Koalisi ini terdiri dari sejumlah organisasi, seperti Imparsial, YLBHI, Walhi, KontraS, Setara Institute, AJI Jakarta, dan BEM Seluruh Indonesia. Beberapa perwakilan mereka mendatangi Hotel Fairmont dan menggelar aksi damai di depan ruang rapat sebagai bentuk protes.
Menurut mereka, rapat tertutup di hotel bintang lima ini bertolak belakang dengan prinsip efisiensi anggaran yang sedang digalakkan pemerintah. Mereka mempertanyakan mengapa DPR dan pemerintah memilih lokasi mewah, padahal banyak sektor lain justru mengalami pemotongan anggaran.
“Ini bukan hanya soal transparansi, tapi juga soal efisiensi. Pemerintah memotong anggaran di banyak sektor penting, tapi justru membahas RUU TNI di hotel mewah,” tegas Koalisi Sipil.
Mereka juga menekankan pentingnya akuntabilitas dalam proses pembuatan undang-undang.
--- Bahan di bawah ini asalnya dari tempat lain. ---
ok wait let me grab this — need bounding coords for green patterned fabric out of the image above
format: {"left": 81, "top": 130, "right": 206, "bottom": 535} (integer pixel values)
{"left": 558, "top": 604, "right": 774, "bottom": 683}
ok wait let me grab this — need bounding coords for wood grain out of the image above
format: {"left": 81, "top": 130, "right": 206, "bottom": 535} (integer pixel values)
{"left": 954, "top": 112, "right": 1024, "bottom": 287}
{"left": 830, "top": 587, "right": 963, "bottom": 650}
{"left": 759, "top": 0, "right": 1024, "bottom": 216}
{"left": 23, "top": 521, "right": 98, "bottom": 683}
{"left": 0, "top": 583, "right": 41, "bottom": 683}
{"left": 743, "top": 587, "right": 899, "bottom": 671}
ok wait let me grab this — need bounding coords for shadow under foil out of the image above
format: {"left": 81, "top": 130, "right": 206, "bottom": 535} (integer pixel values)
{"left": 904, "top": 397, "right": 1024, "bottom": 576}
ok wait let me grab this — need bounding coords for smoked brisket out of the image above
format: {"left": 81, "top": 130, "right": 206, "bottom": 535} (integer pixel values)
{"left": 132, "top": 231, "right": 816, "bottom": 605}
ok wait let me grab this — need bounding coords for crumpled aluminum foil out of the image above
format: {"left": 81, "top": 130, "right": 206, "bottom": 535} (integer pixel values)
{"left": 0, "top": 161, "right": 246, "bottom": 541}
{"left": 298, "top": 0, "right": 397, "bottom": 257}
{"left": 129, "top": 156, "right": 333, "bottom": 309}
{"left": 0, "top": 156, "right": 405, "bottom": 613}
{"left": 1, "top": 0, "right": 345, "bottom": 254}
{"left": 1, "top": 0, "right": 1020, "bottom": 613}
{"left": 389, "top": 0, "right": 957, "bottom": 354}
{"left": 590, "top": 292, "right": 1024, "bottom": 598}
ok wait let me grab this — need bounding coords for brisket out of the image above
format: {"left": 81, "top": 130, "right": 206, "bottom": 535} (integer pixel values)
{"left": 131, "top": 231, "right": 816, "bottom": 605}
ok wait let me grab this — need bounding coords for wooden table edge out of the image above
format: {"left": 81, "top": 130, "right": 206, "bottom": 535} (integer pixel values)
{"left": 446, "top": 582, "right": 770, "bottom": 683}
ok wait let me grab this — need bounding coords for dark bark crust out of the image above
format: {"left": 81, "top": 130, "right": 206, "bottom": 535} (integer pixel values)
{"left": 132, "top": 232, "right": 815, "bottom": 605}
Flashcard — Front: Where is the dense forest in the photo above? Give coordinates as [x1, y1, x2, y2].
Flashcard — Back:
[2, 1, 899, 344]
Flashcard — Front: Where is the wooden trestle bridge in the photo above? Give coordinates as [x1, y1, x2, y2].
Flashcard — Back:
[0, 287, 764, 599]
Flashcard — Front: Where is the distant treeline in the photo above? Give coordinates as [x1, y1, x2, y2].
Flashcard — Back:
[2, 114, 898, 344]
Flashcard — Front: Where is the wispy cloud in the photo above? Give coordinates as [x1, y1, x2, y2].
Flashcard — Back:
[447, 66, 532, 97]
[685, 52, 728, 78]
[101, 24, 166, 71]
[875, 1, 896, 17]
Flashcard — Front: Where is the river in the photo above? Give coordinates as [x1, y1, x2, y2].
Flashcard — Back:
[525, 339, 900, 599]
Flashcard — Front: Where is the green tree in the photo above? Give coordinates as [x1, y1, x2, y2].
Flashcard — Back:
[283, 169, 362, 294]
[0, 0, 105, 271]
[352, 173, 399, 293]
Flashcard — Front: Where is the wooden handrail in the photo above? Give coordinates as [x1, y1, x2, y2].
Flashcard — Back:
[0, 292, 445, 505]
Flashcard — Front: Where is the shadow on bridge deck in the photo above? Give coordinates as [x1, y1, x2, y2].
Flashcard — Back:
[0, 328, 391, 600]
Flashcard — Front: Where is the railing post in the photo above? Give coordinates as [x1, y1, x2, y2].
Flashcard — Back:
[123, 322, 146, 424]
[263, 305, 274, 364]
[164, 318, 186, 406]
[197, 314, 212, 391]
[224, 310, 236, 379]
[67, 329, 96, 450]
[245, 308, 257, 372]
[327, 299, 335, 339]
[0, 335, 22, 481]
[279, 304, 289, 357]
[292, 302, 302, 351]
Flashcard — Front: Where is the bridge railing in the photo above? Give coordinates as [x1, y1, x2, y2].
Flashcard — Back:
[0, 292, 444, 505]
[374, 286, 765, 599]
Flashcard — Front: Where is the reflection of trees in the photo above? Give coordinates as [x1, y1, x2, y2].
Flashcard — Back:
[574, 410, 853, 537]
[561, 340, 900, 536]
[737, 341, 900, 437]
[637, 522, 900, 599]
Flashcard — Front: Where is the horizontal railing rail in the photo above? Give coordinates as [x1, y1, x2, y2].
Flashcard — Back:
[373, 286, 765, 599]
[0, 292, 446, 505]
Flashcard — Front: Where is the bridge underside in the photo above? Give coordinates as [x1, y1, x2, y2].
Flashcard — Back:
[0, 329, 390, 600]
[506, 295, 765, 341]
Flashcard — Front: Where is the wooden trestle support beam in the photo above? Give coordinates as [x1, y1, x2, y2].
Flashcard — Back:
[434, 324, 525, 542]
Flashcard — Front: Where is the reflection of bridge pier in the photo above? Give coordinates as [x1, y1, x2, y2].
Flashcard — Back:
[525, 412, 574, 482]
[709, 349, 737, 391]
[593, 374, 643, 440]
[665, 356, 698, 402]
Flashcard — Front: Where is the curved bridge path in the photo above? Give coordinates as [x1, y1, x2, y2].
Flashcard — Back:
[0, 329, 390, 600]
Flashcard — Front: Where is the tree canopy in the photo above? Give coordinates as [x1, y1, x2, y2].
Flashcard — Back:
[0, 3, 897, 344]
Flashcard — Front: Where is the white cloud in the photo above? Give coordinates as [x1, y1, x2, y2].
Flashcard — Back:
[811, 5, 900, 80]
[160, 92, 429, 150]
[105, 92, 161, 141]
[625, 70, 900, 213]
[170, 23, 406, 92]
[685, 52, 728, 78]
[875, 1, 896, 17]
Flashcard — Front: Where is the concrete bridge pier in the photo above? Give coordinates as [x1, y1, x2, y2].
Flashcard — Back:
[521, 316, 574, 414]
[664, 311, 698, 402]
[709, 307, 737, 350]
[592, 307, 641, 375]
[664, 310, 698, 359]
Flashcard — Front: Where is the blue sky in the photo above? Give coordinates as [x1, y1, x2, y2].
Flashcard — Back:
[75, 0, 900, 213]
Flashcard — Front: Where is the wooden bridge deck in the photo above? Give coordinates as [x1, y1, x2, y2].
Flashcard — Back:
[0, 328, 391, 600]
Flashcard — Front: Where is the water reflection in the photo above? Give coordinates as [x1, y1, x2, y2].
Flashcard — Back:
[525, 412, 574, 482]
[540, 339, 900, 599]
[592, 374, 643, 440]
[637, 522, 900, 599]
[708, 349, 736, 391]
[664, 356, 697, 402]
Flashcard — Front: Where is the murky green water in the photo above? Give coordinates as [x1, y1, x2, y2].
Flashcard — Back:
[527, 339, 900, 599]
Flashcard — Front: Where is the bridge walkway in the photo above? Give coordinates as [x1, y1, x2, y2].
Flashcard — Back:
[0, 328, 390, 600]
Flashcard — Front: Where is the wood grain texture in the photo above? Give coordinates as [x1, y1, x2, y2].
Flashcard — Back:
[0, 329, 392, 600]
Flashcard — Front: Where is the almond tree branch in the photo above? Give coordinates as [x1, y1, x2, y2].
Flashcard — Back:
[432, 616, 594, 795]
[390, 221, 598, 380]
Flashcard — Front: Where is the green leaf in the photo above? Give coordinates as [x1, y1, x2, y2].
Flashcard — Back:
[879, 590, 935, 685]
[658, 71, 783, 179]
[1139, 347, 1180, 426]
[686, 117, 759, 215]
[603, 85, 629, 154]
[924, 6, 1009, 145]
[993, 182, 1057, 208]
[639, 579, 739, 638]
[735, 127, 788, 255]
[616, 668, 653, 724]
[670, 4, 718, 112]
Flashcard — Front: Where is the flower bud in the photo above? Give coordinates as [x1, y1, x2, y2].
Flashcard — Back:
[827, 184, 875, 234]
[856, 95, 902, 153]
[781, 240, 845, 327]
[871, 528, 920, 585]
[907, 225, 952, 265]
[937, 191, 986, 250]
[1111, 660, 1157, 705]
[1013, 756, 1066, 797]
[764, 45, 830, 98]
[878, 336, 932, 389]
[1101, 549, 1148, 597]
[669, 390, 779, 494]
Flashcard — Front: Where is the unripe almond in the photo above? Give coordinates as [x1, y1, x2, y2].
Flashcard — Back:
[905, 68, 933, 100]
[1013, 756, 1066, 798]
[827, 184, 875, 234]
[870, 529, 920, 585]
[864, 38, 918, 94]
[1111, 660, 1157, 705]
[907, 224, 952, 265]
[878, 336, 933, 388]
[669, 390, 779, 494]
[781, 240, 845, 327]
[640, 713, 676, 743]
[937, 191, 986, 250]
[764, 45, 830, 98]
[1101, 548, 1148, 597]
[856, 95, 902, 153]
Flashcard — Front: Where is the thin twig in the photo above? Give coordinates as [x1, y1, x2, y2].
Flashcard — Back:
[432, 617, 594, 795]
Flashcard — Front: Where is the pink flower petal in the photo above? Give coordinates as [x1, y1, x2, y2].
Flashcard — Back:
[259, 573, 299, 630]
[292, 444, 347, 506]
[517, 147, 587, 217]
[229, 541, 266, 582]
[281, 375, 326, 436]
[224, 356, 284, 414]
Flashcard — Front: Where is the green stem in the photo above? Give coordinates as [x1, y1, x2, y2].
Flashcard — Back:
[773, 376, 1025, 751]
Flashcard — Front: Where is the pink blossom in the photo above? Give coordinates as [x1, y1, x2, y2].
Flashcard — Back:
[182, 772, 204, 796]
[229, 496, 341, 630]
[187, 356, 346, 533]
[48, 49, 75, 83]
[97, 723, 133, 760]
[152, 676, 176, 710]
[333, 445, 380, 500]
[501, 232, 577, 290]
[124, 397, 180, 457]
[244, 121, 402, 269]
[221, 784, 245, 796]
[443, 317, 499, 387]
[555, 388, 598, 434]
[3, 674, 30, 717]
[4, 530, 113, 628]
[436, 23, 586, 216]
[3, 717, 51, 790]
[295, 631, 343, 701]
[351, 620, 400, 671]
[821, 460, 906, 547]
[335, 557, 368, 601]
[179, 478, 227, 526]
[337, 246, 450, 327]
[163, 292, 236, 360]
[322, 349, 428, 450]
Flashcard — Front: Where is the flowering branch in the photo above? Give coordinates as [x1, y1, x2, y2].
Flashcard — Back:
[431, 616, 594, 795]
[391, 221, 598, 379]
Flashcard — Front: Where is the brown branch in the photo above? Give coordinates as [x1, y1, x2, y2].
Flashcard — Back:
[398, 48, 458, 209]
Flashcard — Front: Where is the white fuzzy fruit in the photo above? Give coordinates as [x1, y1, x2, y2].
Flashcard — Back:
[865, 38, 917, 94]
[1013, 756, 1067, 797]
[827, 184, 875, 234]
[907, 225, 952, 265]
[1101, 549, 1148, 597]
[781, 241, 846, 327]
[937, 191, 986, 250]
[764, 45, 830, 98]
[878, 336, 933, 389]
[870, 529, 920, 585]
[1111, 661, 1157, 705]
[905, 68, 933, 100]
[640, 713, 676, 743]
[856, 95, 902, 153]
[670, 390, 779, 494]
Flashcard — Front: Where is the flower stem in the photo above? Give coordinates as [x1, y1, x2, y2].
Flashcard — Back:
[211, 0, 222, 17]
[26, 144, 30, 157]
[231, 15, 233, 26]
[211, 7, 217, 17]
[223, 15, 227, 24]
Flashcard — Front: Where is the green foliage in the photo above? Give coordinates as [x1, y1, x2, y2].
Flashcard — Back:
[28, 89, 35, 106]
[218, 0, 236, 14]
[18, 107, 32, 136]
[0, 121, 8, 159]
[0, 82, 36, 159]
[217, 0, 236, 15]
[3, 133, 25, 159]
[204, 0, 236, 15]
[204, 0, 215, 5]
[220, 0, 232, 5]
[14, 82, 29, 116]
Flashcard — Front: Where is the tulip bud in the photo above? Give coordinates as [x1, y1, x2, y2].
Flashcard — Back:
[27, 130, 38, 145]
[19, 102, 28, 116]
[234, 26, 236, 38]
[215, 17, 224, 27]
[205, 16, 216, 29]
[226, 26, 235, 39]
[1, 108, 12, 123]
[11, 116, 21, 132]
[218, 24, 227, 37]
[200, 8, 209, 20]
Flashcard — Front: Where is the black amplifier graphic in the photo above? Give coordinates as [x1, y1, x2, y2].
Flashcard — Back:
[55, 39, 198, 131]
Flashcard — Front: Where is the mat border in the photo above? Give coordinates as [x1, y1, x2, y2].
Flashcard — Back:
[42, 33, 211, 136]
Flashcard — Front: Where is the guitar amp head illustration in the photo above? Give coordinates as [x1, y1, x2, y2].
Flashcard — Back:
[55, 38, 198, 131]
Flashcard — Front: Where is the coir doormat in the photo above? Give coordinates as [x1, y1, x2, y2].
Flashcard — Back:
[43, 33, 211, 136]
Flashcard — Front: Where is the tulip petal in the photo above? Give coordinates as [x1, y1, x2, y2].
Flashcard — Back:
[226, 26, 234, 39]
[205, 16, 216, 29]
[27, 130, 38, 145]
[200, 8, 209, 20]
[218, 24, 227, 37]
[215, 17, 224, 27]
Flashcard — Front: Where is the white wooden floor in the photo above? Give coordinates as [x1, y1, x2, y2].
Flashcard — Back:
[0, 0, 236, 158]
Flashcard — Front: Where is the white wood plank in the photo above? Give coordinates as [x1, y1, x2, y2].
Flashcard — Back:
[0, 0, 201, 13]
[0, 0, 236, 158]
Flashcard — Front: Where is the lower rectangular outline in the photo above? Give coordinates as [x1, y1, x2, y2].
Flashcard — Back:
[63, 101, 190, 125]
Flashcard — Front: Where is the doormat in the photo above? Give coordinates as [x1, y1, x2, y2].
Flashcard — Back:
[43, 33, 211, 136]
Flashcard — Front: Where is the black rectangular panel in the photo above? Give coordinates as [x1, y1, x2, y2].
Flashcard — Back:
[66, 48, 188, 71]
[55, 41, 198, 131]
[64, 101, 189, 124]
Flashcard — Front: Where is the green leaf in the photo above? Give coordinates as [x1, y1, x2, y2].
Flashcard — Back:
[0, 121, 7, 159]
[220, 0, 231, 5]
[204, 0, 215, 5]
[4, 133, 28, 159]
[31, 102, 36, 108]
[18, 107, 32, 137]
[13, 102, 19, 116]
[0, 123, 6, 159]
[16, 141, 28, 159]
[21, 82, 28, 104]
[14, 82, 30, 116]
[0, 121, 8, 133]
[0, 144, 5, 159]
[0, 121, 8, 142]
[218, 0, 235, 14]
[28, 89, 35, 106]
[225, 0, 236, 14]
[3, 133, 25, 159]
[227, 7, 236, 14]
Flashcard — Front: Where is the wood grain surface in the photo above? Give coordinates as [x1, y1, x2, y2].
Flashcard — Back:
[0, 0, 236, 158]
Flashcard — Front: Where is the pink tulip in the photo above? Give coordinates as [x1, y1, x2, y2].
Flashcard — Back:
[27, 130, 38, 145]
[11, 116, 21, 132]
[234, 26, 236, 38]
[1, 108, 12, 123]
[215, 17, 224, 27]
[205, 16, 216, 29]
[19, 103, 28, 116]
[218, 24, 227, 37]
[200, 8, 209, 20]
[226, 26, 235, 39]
Rapat pembahasan RUU TNI seharusnya dilakukan secara terbuka, di ruang rapat DPR, dan bisa diakses publik melalui siaran langsung.
Hingga kini, DPR dan pemerintah belum memberi penjelasan resmi soal alasan rapat digelar di hotel. Namun, tekanan publik untuk membuka proses pembahasan RUU TNI diperkirakan akan terus meningkat.
Koalisi masyarakat sipil menegaskan bahwa langkah ini hanya akan menambah ketidakpercayaan publik terhadap DPR dan pemerintah dalam pengelolaan sektor pertahanan dan penggunaan anggaran negara.(*)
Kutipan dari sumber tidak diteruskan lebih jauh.